Exercise 2: Stemming
In this exercise you will stem the word types (unique words) found on the page from Exercise 1. As input you use the file sorted types.txt provided with this assignment on Canvas. It lists all the word types in alphabetical order. (We skip the step of tokenization, which normally comes before stemming. Tokenization will be addressed in homework 2.)
Stem the word list using the Porter Stemmer within NLTK (Natural Language Toolkit), a very useful NLP library. Here you can find a tutorial on how to do that:
https://www.datacamp.com/community/tutorials/stemming-lemmatization-python Based on the stemmed word list, answer the following questions:
2a The original word list contained N word types. How many word types (= unique word stems) are left after stemming?
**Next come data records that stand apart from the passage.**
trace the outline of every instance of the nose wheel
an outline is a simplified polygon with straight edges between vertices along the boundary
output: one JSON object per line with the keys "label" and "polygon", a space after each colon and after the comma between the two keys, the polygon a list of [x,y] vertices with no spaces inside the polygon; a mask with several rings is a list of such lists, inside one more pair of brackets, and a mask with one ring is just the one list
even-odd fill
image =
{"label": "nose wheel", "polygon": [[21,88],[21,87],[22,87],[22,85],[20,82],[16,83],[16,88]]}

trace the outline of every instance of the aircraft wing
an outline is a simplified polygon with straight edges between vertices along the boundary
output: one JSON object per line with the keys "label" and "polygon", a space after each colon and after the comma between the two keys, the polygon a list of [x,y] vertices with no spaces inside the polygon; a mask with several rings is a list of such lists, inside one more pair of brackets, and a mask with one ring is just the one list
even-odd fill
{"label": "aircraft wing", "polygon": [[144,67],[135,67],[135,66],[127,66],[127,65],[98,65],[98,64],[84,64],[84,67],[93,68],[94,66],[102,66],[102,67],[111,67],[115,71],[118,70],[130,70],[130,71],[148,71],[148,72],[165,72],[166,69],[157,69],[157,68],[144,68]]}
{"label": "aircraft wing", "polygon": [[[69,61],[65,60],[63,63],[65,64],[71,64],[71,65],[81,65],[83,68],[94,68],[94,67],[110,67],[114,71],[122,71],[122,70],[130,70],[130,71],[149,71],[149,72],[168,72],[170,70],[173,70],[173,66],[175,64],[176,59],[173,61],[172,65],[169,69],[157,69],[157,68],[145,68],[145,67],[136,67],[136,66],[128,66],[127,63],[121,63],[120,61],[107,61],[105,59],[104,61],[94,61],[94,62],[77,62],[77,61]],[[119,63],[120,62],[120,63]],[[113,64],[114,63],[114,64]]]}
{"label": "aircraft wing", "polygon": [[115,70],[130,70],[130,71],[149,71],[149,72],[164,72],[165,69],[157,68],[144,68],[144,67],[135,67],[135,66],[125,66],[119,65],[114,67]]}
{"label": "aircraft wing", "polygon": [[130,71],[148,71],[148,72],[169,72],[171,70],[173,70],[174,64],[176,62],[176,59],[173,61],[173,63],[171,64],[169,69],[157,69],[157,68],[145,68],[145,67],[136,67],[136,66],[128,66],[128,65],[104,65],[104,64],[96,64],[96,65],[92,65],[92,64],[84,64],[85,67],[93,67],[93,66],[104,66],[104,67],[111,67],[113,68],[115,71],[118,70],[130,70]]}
2b Did you find anything interesting about the results? Give examples of where the stemming worked well and where there are errors of omission and/or commission.
Exercise 3: Lemmatization
In this exercise you are going to lemmatize the words from the same page of the book, again using NLTK. (Optionally, you can also try to do it using the NLP library SpaCy, which also includes a lemmatizer: https://spacy. io/.)
Lemmatize the words. Based on the lemmatized word list, answer the following questions:
3a How many word types (= unique lemmas) are left after lemmatization?
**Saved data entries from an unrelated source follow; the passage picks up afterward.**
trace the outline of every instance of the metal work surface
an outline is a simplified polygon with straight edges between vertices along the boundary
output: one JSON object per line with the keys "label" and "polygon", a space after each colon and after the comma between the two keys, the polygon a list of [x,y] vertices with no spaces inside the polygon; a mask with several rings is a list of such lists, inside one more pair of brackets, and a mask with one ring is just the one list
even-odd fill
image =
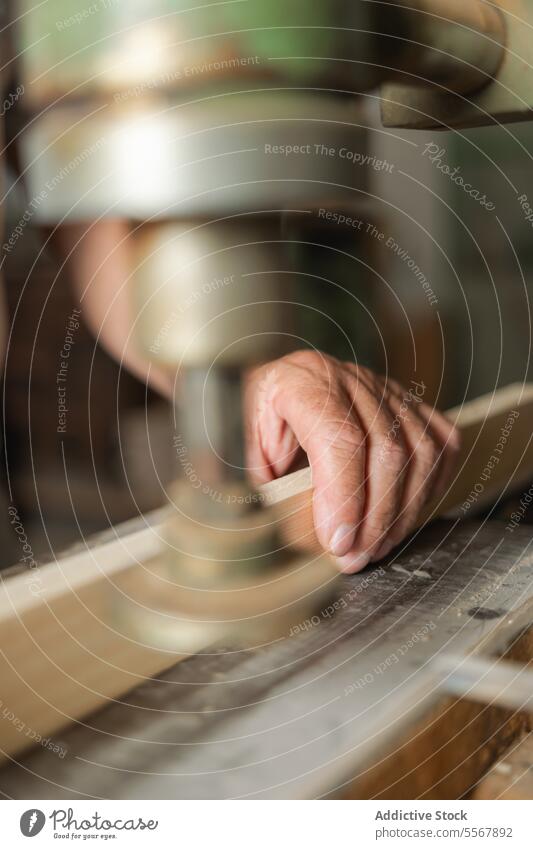
{"label": "metal work surface", "polygon": [[[177,664],[0,773],[12,798],[309,798],[342,791],[443,697],[441,655],[533,621],[531,529],[441,523],[346,577],[332,607],[253,652]],[[334,608],[336,610],[334,611]],[[54,741],[55,742],[55,741]]]}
3b Give 3 examples of lemmatization errors, if you can find them. Explain why they are errors.
Exercise 4: Creative spelling analysis
In this exercise, ‘creative spelling’ means the intentional misspelling of existing words. For this you use the blog dataset that is provided on Canvas with this assignment. In the data set, locate file M-train-136.txt. Find as many examples as you can of intentional (as far as you can tell) misspellings in this document. You can do this through manual inspection, or by using a spell checker.
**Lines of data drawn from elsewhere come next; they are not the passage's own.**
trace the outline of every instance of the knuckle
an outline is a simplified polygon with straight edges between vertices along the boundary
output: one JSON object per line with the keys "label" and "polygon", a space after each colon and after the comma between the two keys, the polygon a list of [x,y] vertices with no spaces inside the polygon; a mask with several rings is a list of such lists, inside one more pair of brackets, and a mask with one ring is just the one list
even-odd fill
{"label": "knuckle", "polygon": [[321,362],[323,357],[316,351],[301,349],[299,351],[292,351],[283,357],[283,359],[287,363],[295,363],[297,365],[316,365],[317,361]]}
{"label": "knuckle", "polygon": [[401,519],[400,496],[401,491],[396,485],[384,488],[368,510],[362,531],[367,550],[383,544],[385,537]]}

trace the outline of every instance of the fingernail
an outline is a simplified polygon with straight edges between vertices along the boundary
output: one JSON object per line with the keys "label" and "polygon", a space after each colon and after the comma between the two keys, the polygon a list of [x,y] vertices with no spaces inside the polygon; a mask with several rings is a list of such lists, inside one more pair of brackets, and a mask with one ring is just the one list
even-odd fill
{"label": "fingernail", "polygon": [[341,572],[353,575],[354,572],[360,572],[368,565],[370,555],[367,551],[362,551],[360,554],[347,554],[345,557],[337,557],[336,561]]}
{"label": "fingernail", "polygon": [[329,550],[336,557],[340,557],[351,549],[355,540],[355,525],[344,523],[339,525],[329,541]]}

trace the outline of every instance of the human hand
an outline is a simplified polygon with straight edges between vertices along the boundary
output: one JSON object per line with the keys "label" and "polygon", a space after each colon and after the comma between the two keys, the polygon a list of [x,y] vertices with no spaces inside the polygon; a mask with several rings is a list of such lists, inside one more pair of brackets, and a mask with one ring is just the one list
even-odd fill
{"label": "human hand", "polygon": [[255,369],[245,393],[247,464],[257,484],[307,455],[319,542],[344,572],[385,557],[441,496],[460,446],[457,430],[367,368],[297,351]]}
4a Have a look at the transformation categories of Mosquera & Moreda (2014) (see the slides of 3 September or the paper itself). Provide examples of 3 misspellings per category, if you can find them.
4b Give a rough estimate of the ratio of misspellings per category. Which trends (if any) can you see in the types of word transformations used by this blogger? Which types of misspelling are used more or less often?
4c Have a look at Section 2.3 of the J&M book, which discusses language variation and how this reflects demographic characteristics of the speaker. Which observations can you make about the language use in this blog, and what do you think their language use says about the blogger? There is no need for an extensive analysis; just briefly (in one or two paragraphs) mention anything that you found noticeable or remarkable.
Exercise 5: Number transliterations: analysis and normalization
A common spelling variation in ‘Netspeak’ is to replace sequences of characters with numbers that sound the same (for example, gr8! instead of great!). Regular expressions can be used to find such number transliterations in a text corpus.
Various tools exist that allow you to search a collection of text documents using regular expressions. An example tool for Windows that allows both search and replacement is PowerGrep (15 days free evaluation trial): https:
//www.powergrep.com/download.html. If you like working with Python, this also has good functions for regular expressions search and replacement.
Use PowerGrep or another tool of your own choice to find all cases of number transliteration in the blog corpus (or at least as many as you can). Use the entire blog corpus for this exercise, ignoring the distinction between training and test files. Do it for male and female bloggers separately. Blogs of female bloggers start with F; blogs of male bloggers start with M.
5a Provide the regular expression (or expressions) you used to get your results and explain it. Also mention which tool you used.
5b Per number (0...9) provide a list of the top 5 number transliterations, once for the male bloggers and once for the female bloggers. In other words, for each number find the 5 most frequent transliterations involving that number, where the frequency is the number of the same tokens in the document with a particular number transliteration. Use case folding so that tokens with and without capitalisation are grouped together. For each number, also give the total number of transliterations (tokens) involving that number (for the male and female bloggers separately).
5c Briefly discuss your findings. Which numbers are most often used in number transliterations? In which words? Are there any differences between male and female bloggers?
5d Try to normalize the number transliterations with 8 in the corpus (other numbers not necessary) using string substitution; see Section 2.1.6 from the book. Explain how you did this and which (if any) problems you came across. You are not required to come up with a perfect solution; just give it a try, and describe your experiences / any problems you encountered in about half a page.